Dewa-dewa Toraja lainnya adalah Pong Banggai di Rante (Dewa Bumi), Indo' Ongon-Ongon (Dewi Gempa Bumi), Pong Lalondong (Dewa Kematian), Indo' Belo Tumbang (Dewi Pengobatan), dan lainnya.
Hewan
tinggal di dunia bawah. Dilambangkan dengan tempat berbentuk persegi
panjang yang dibatasi oleh empat pilar. Bumi adalah tempat bagi umat
manusia, dan surga terletak di atas, ditutupi dengan atap berbetuk
pelana.
Di dalam menjalankan ritualnya, Aluk Todolo mengenal dua macam yaitu: Upacara kedukaan disebut Rambu Solok dan Rambu Tuka sebagai upacara kegembiraan. Upacara Rambu Solok meiliputi tujuh tahapan, yaitu: Rapasan, Barata Kendek, Todi Balang, Todi Rondon, Todi Sangoloi, Di Silli, dan Todi Tanaan. Sementara itu, upacara Rambu Tuka pun meliputi tujuh tahapan, yaitu; Tananan Bua’, Tokonan Tedong, Batemanurun, Surasan Tallang, Remesan Para, Tangkean Suru, Kapuran Pangugan.
To minaa adalah pendeta Aluk Todolo
yang dianggap sebagai pemegang kekuasaan di bumi yang kata-kata dan
tindakannya harus dipegang baik dalam kehidupan pertanian maupun dalam
upacara pemakaman.
Kepercayaan Aluk Todolo bukan hanya sistem keyakinan, tetapi juga merupakan gabungan dari hukum, agama, dan kebiasaaan. Aluk Todolo mengatur kehidupan bermasyarakat, praktik pertanian, dan ritual keagamaan. Tata cara Aluk Todolo
bisa berbeda antara satu desa dengan desa lainnya. Satu hukum yang umum
adalah peraturan bahwa ritual kematian dan kehidupan harus dipisahkan.
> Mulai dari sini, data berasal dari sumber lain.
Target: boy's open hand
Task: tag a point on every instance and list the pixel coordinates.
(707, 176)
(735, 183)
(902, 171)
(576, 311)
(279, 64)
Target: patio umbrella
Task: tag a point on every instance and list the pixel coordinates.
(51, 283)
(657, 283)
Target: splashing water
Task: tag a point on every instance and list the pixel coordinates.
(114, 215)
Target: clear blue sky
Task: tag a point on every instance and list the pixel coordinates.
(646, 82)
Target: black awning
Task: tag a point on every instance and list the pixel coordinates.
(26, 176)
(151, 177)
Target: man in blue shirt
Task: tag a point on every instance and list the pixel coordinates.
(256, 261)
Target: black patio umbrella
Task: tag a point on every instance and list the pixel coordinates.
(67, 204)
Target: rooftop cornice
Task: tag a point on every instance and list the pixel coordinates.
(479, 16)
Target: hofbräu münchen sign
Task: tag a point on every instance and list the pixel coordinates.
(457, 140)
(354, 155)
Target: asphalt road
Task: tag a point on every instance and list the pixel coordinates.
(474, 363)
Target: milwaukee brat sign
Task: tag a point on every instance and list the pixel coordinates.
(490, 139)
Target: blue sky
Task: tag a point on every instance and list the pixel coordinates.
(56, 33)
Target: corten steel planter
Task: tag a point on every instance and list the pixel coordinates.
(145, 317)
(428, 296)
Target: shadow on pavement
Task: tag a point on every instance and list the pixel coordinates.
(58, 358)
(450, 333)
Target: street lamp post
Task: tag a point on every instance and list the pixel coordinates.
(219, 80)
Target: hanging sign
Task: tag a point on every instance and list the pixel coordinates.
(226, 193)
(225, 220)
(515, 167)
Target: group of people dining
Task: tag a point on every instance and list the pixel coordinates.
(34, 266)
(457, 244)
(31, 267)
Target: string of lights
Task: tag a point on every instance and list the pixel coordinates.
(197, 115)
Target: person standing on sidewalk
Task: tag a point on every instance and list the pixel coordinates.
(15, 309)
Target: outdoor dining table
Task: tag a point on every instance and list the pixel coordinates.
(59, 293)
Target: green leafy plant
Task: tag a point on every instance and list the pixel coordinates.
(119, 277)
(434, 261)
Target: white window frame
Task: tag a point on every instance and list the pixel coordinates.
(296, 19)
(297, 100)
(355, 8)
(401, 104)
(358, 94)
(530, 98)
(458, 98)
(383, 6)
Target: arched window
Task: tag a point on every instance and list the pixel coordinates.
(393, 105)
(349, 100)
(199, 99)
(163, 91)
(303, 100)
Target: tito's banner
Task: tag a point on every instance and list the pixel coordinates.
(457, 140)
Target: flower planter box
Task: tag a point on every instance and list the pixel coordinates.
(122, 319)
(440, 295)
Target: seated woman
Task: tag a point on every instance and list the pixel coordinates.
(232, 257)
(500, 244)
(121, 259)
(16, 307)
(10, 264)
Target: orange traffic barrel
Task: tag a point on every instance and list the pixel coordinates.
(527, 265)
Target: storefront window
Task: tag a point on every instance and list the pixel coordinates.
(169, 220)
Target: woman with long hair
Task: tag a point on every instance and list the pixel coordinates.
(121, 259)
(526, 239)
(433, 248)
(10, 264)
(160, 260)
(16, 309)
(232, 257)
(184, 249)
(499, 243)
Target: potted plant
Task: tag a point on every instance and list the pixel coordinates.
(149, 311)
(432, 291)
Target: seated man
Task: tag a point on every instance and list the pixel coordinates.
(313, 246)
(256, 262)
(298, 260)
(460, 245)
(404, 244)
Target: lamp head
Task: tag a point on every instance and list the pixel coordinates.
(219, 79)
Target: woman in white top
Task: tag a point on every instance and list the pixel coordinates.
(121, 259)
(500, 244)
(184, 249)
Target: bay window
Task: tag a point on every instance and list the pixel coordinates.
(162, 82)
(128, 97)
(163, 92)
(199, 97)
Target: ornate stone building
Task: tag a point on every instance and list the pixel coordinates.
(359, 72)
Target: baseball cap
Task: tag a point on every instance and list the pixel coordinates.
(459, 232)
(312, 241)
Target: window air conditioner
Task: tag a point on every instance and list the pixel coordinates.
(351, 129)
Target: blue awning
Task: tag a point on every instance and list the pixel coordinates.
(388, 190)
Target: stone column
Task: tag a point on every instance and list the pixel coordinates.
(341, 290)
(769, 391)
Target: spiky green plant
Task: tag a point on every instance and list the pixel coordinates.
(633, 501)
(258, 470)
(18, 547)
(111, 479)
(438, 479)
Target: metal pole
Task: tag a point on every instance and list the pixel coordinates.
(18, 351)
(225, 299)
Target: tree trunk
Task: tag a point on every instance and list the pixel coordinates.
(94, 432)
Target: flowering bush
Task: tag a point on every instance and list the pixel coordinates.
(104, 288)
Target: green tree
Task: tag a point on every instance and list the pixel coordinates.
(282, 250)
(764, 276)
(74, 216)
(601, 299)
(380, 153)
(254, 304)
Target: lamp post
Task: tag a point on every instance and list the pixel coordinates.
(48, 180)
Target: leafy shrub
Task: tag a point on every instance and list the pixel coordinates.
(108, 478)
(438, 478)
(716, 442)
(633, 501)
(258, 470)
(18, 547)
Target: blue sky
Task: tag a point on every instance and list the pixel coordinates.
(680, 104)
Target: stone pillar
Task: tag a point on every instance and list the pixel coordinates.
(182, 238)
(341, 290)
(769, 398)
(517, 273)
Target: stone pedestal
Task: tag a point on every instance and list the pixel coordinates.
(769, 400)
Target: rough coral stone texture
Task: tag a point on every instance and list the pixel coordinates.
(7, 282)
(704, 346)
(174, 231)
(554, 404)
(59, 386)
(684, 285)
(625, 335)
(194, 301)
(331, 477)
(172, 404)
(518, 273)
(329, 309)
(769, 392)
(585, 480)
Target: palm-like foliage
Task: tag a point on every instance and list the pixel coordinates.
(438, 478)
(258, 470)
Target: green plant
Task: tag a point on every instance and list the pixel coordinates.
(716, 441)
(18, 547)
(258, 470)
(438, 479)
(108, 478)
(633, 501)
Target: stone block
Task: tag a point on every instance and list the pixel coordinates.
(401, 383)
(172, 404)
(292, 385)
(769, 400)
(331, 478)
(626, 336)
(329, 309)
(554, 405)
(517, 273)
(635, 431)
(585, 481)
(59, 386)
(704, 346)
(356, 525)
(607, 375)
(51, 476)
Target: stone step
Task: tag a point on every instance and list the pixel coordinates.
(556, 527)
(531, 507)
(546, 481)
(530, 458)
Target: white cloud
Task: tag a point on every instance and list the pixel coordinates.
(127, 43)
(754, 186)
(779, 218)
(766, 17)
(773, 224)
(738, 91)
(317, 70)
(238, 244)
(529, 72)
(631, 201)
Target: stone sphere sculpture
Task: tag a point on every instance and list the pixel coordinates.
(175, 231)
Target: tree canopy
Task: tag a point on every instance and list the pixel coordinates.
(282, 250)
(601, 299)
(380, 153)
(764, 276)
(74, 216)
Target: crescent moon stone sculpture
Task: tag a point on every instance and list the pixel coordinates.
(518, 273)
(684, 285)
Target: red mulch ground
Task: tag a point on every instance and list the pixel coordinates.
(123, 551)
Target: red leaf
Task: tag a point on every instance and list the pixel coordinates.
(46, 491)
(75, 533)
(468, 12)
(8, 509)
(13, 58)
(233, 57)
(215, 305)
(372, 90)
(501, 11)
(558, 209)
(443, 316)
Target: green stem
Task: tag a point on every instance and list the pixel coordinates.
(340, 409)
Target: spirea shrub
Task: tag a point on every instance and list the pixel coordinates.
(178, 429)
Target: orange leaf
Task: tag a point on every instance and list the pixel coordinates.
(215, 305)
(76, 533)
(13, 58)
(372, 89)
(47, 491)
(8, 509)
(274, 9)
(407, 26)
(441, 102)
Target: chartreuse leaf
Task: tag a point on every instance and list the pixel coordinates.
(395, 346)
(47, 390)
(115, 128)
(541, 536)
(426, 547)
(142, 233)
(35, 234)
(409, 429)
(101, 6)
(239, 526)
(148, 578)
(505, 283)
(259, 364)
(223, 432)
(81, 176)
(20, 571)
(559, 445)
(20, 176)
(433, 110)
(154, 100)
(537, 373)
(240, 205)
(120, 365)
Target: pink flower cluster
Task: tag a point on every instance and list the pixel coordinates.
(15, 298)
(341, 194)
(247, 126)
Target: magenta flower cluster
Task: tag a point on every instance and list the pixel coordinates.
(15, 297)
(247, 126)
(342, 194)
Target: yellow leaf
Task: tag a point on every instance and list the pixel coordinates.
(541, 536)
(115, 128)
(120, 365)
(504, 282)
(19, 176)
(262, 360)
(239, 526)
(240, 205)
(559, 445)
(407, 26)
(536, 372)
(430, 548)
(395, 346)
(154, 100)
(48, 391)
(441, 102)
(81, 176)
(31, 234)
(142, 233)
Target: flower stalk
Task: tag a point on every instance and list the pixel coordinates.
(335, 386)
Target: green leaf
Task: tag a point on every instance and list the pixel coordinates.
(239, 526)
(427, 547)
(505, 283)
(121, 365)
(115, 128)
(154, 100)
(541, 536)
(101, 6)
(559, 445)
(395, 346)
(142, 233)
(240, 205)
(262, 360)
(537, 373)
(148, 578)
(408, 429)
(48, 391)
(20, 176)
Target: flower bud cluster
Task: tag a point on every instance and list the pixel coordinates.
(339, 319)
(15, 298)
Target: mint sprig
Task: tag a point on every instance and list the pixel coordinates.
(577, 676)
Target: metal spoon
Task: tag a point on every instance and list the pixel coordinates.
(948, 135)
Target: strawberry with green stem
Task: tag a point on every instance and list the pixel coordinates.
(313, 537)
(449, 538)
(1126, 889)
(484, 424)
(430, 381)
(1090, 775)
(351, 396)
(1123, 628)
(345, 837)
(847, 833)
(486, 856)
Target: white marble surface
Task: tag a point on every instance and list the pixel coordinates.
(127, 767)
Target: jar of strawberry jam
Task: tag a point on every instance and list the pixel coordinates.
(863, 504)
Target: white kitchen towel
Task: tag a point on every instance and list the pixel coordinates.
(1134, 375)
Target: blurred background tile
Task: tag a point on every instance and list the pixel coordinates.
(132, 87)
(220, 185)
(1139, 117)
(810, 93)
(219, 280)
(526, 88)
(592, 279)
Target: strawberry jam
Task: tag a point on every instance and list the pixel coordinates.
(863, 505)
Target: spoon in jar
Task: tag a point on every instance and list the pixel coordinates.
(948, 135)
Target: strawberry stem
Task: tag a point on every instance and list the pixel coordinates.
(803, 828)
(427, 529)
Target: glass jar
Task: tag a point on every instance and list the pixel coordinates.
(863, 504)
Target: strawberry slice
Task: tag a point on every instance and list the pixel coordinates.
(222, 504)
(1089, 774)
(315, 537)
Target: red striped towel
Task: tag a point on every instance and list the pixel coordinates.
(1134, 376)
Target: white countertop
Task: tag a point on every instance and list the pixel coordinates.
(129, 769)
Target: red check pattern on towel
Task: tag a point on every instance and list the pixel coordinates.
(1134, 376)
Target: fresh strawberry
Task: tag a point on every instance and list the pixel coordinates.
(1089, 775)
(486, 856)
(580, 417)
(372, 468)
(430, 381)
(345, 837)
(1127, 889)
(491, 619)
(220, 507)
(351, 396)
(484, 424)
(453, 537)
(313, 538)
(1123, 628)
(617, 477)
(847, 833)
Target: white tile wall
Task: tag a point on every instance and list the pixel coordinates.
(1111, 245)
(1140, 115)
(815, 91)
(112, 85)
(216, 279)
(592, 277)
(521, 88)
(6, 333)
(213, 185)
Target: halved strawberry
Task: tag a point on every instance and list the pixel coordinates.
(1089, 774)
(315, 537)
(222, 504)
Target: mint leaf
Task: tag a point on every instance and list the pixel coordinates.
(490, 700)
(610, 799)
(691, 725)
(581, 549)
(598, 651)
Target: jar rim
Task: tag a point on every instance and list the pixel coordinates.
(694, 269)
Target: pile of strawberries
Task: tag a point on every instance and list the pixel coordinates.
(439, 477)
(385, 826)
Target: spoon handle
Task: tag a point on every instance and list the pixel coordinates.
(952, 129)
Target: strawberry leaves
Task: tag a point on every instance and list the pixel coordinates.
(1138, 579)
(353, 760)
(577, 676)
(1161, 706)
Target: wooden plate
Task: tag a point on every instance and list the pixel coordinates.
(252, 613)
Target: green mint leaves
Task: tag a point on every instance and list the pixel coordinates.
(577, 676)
Suku Toraja percaya bahwa ritual kematian akan menghancurkan jenazah
jika pelaksanaannya digabung dengan ritual kehidupan. Kedua ritual
tersebut sama pentingnya.
Aluk Todolo
pernah menjadi tali pengikat masyarakat toraja yang begitu kuat, bahkan
menjadi landasan kesatuan sang torayan yang sangat kokoh sehingga
kemanapun orang toraja pergi akan selalu ingat kampung halaman, dan
rindu untuk kembali kesana. Ikatan batin yang Sangtorayan yang begitu kokoh tentu saja antara lain adalah buah-buah dari tempaan Aluk Todolo
itu. Karena itu kita patut prihatin bila aluk todolo itu kini nyaris
lenyap diterpa arus dunia modern. Maka mari kita pikirkan bersama
warisan leluhur yang begitu berharga ini.